De fato, Levantado do Chão é um romance que se aproxima de uma reportagem ao mostrar o destino conflituoso das pequenas gentes e das grandes fomes que assolaram a região alentejana, devido à resistência ao regime que antecedeu a Revolução dos Cravos. Já Memorial do Convento é um livro de ficção histórica que se passa desde a Idade Média e avança até o século 20. Começa com a construção do Convento de Mafra, no reinado de D. João V. Depois de muita dificuldade, o rei e a rainha conseguem ter um herdeiro, na verdade, uma menina, Maria Rebeca, que se casa com um nobre espanhol.

Destaque ainda para o casal Baltazar e Blimunda. Eles se conhecem e se apaixonam num auto de fé da Inquisição, quando a mãe de Blimunda é acusada de bruxaria. O casal fica nove anos separado e se encontra em outro auto da fé em Lisboa. Só que, desta vez, quem está sendo queimado é Baltazar.

A atualidade da obra de Saramago revela-se cada vez com mais força – basta compararEnsaio sobre a Cegueira Ensaio sobre a Lucidez com a profunda crise moral que marca as nações europeias hoje. “Creio que os intelectuais, os pensadores, têm uma capacidade antecipatória extraordinária”, comenta Pilar. Fazia tempo que Saramago vinha reclamando um humanismo que nos libertasse da maldição de sermos considerados consumidores, e não cidadãos com todos os direitos. Ele tinha muita confiança nas capacidades cívicas de seus semelhantes, sempre que se decidissem a exercê-las. O mal é que, por negligência, covardia moral, comodidade ou por nos darmos por vencidos, preferimos ser cegos,podendo ser lúcidos e ativos. Como às vezes demonstra a parte mais viva da sociedade que irrompe sem programação, como ocorreu no Brasil recentemente.”

Pilar relembra ainda o interesse do escritor pela religião. “Ele não entrava nas crenças pessoais, que respeitava a ponto de declarar que, apesar de não ser crente, se o seu interlocutor tivesse fé, Deus passava a ser uma realidade para ele, mas a religião como poder, como forma de controlar os seres humanos”, afirma. “Em Evangelho Segundo Jesus Cristo, Saramago reflete sobre o poder e a culpa do ponto de vista ‘cristão’, de Jesus, figura pela qual tinha simpatia.

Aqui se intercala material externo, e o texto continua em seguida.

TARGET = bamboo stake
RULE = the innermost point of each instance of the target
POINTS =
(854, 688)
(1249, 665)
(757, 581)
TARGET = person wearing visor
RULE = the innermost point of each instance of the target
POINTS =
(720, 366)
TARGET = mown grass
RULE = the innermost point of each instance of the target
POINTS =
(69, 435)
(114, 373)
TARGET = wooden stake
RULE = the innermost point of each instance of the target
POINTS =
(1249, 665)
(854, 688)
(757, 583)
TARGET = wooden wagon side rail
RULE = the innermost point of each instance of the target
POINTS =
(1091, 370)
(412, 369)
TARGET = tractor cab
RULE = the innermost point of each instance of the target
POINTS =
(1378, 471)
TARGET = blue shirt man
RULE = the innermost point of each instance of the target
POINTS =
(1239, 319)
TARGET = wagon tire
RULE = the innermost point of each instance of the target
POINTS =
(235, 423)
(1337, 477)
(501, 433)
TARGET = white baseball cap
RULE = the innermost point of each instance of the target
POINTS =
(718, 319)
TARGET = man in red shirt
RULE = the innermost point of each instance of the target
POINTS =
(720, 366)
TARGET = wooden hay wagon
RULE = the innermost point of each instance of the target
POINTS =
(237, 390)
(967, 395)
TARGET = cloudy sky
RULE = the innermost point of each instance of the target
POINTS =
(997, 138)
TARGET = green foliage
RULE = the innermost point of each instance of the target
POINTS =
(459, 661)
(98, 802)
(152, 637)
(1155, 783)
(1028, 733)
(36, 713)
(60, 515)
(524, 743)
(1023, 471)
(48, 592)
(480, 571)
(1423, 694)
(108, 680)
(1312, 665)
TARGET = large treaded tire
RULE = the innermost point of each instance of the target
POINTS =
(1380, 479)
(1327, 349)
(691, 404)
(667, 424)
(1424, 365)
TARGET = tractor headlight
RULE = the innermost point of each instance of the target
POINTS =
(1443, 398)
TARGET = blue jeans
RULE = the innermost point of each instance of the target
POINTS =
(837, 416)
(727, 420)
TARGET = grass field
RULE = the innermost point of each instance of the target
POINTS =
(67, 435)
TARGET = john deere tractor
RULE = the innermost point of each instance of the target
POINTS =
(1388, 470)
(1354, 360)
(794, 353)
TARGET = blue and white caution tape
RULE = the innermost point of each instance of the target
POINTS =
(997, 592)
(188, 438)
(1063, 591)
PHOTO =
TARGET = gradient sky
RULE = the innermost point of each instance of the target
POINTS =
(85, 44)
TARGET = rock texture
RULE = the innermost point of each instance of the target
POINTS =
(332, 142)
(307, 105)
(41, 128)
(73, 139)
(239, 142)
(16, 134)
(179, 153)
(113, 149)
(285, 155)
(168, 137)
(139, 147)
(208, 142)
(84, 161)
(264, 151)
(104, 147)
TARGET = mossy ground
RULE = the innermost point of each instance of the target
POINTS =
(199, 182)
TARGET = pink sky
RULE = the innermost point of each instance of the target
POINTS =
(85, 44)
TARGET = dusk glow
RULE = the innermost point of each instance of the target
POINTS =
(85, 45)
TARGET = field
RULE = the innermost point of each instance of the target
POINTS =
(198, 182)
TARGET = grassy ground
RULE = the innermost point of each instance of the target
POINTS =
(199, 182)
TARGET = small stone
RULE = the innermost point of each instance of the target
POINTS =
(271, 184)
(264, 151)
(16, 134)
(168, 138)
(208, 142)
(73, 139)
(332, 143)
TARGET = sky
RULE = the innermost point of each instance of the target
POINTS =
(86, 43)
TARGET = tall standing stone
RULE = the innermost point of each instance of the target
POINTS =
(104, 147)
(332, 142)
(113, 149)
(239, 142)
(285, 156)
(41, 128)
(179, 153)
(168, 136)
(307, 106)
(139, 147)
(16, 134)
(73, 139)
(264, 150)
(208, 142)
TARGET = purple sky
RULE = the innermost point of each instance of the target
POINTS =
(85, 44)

Não pelo Deus bíblico, com o qual torna a se encontrar em Caim, mas pela mediação de Jesus: aí o escritor trata Deus como Deus trata suas criaturas. E acaba pondo fim à história para que não exista uma humanidade ‘à sua imagem e semelhança, que queima cidades para que não haja gays, ou manda dilúvios universais, ou exige provas de amor horrorosas, como matar o próprio filho.”